Quick Notes for the Day - October 8

Initial Jobless Claims Drops - The Labor Department reported that the initial claims for state unemployment benefits fell by 33,000 to a seasonally adjusted 521,000 last week. This is the lowest initial claims number since January 2009. Continuing state benefit claims dropped by 72,000 to 6.04 million which is the lowest number since March 2009. The number of people collecting extended federal benefits rose by 68,000 to 3.79 million. Including those federal programs, the number of people claiming benefits of any kind in the week ending Sept. 19 was 9.36 million, not seasonally adjusted, down from 9.42 million in the previous week.

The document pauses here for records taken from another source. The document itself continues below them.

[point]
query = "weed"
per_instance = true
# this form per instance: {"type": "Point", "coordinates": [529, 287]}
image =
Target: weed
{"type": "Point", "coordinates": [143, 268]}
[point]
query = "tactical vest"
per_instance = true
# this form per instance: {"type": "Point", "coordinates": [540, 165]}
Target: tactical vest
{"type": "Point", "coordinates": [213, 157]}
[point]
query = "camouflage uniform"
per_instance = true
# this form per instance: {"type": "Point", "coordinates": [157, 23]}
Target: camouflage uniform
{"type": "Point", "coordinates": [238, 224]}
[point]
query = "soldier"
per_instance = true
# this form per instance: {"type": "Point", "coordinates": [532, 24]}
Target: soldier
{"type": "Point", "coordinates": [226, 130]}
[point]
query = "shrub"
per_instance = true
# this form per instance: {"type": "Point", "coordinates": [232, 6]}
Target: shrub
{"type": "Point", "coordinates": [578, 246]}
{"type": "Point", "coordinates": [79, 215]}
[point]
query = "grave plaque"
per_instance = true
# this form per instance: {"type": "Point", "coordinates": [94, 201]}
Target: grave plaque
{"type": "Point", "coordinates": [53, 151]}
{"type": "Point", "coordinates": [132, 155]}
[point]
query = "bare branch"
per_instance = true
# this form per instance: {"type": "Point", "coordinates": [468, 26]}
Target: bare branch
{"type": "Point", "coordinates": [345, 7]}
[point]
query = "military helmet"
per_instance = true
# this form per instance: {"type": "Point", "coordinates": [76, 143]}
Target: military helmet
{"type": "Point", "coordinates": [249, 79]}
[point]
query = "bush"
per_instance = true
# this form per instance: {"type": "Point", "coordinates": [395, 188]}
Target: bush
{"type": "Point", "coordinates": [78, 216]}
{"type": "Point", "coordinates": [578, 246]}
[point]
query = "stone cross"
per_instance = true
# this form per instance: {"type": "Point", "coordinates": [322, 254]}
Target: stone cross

Retail Stocks Up on September Sales Data - Retail stocks rose Thursday morning as the sector's main indicator gained traction following September sales results buoyed by the late Labor Day weekend and some signs of economic improvement.

Among 30 retailers that reported the September numbers, about 80% beat Wall Street's expectations, according to Thomson Reuters.

Target's sales fell 1.7%, slightly less than the 2% drop analysts estimated. Kohl's sales rose 5.5%, compared with a 0.1% estimate, after the company said all regions and all lines of businesses reported gains. Ross, TJ Maxx, Macy's, and Nordstrom's all also beat expectations.

Mortgage Rates Drop - Rates on fixed-rate mortgages fell again this week, with the average 30-year fixed-rate mortgage averaging 4.87% according to Freddie Mac's weekly survey of conforming rates. The 30-year fixed-mortgage rate averaged 4.94% last week, and 5.94% a year ago.

Fifteen-year fixed-rate mortgages also dropped, averaging 4.33% for the week ending Oct. 8, down from 4.36% last week and 5.63% a year ago. This week's average is the lowest on record, which dates back to 1991.

Consumer Debt Drops More Than Expected - The Federal Reserve said Wednesday that consumers cut $11.98 billion in borrowing in August, trimming their outstanding debt to $2.46 trillion, representing a 5.8% annual rate of decline and deeper than economists had expected. Credit-card debt dropped the most, falling 13.1%, or $9.91 billion, to $899.41 billion. It was the 11th uninterrupted month of declines, the longest on record.